Milagros inesperados

El Ojo de Horus | Judiciales

MILAGROS INESPERADOS
Brenda Barattini es la joven que lesionó gravemente los genitales de su amante con una tijera de podar. El juicio se reprogramó para el 11 de septiembre ya que la Cámara 2° hizo lugar al pedido de agravar la acusación a Tentativa de Homicidio, hecho por la fiscal Laura Batistelli. De todos modos, ya pudimos escuchar la declaración de SF, la víctima de 42 años. Contó detalladamente desde que se conocieron con Brenda hasta su vida actual y las secuelas que trata de superar. Por supuesto, fue muy ilustrativo a la hora de narrar sus recuerdos de aquella noche del 25 de noviembre de 2017, cuando fue al departamento de Chacabuco al 580, a buscar un instrumento musical. Dijo que la relación estaba casi terminada y que su plan era ir a ver el clásico, que jugaban Independiente y Racing (que ganó el Diablo por 1 a 0).
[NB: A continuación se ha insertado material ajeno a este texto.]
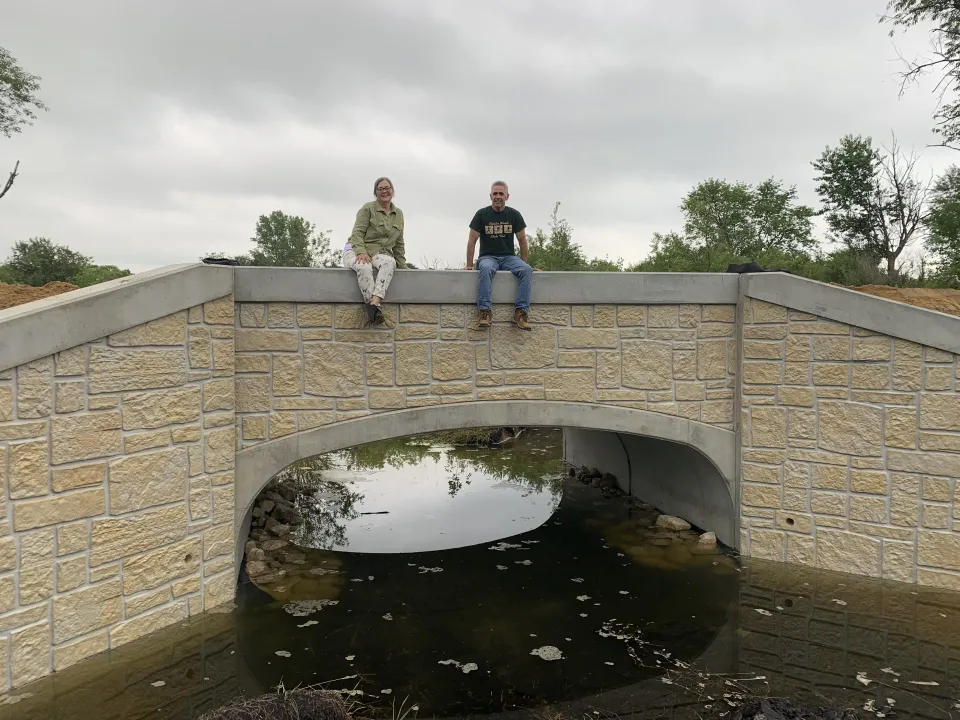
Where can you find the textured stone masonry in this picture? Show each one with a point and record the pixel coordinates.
(117, 458)
(850, 449)
(306, 365)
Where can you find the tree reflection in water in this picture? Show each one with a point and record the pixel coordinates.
(326, 505)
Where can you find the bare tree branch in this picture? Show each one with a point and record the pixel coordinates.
(13, 176)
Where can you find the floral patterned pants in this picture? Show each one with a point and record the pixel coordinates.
(383, 264)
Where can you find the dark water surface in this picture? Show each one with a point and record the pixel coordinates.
(643, 621)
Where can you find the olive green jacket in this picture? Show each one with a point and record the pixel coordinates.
(377, 231)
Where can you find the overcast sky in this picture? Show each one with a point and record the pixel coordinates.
(173, 125)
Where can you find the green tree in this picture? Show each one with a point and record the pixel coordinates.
(556, 250)
(745, 220)
(728, 223)
(38, 261)
(95, 274)
(873, 201)
(17, 103)
(943, 227)
(282, 240)
(943, 18)
(17, 95)
(290, 241)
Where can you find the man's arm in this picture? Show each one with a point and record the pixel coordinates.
(524, 248)
(471, 247)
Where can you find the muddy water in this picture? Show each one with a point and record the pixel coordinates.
(591, 611)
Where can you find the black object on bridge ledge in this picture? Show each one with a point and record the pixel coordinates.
(752, 267)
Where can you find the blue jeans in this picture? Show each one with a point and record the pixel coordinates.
(488, 265)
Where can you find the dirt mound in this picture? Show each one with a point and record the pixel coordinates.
(11, 295)
(945, 301)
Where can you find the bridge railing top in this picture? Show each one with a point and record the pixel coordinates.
(896, 319)
(264, 284)
(44, 327)
(37, 329)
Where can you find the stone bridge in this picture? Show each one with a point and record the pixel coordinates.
(139, 419)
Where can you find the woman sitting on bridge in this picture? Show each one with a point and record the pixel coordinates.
(376, 245)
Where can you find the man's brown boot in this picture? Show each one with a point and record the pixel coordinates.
(520, 318)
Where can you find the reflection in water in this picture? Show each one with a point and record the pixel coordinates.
(590, 612)
(408, 496)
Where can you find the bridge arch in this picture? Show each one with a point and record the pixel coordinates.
(682, 466)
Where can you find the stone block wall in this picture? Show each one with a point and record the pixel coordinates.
(303, 365)
(850, 449)
(117, 461)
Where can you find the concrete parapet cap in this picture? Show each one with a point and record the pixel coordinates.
(44, 327)
(899, 320)
(267, 284)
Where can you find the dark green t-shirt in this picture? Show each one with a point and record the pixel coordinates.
(497, 229)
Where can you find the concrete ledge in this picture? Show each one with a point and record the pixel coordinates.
(43, 327)
(257, 464)
(926, 327)
(261, 284)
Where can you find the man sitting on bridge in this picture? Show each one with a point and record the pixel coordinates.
(495, 226)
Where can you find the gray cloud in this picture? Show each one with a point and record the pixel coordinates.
(174, 125)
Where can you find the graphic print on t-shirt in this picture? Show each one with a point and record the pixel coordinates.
(497, 230)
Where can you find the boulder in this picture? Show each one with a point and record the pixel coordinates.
(669, 522)
(256, 568)
(279, 529)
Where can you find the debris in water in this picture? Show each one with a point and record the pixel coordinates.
(504, 546)
(302, 608)
(547, 652)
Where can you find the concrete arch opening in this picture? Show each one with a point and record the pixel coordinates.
(683, 467)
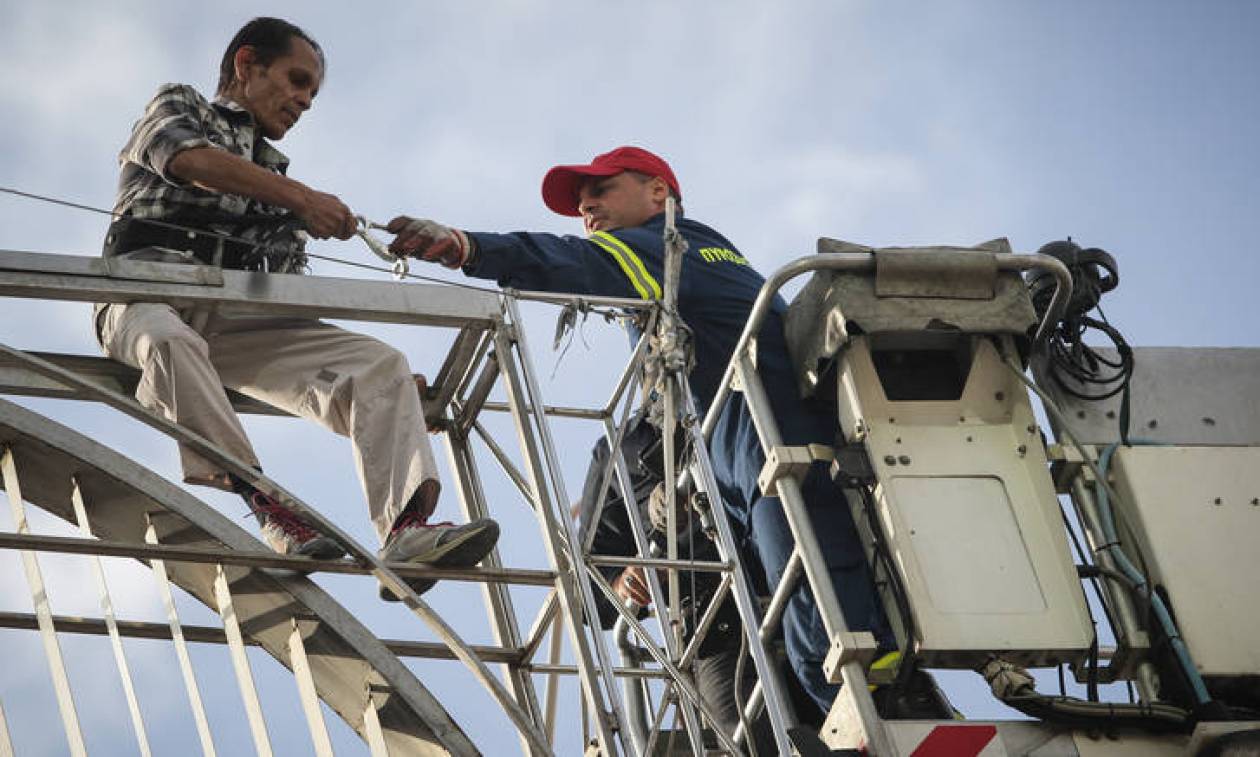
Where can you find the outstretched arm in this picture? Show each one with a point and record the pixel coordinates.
(218, 170)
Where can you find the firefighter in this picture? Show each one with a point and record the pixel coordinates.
(620, 197)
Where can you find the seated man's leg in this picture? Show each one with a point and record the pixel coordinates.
(178, 382)
(358, 387)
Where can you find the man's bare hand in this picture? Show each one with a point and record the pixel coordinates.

Fue en ese momento cuando apareció la sugerencia de Brenda de un encuentro íntimo; minutos después, semidesnudo y con una venda de terciopelo en los ojos, ya tirado sobre la cama, se toparía con la macabra sorpresa. En completo estado de shock y con su sangre regando las baldosas, SF recibió tres ayudas fundamentales. Atontado, buscó de un manojo la llave de la puerta del departamento, sin conocerla, manoteó una cualquiera que resultó ser la correcta. Ya en el pallier del sexto piso, gritó por ayuda. La primera en llegar fue una vecina, enfermera, quien al advertir que se estaba desangrando rápidamente le hizo un torniquete. Trasladado luego al Hospital de Urgencias, SF fue recibido por el jefe de Guardia, quien curiosamente era un urólogo, que no sólo descartó la posibilidad de seccionarle el pene, sino que le realizó una complejísima cirugía para salvárselo. Hoy lo puede contar. La llave, la enfermera y el urólogo fueron, en aquella noche de terror, sus “milagros inesperados”.

SOLO MÍA
En la Cámara Primera comenzó esta semana otro juicio de la infinita plaga llamada Femicidios. Lo impresionante de es-te asesinato es que fue cometido en el crematorio de Tole-do. El victimario, Miguel Ángel Steritemberg, era socio de esos hornos, y eligió ese lugar para pegarle un tiro en la cabeza a Silvina Mónica Merlo, su ex pareja, 20 años menor que él. Ocurrió el 27 de diciembre de 2017. Steritemberg y Merlo vivieron juntos durante cinco años, pero seis meses antes del crimen, ella terminó con esa relación asfixiante en la que los celos, la vigilancia y el control del acusado habían enfermado completamente el vínculo. Aquel fatídico día él, le tendió una trampa.

Con la excusa de firmar unos papeles de una cuestión pendiente la encerró en una habitación del crematorio, le rompió el celular y la mató. Luego habría intentado suicidarse, pero los empleados le impidieron consumar su propio final. Más allá de los ribetes propios, la historia se repite hasta el hartazgo. La cosificación de la mujer como si fuera una propiedad, y la permanente amenaza que se guarece detrás de un supuesto enamoramiento: "me pertenecés únicamente a mí, no necesitás ni amigos ni salir. Yo te doy todo lo que necesitás. No te hace falta nada, ni nadie más allá de mi presencia y existencia. Vos, ¡escucha bien! vos, sos sólo mía”. El discurso del horror.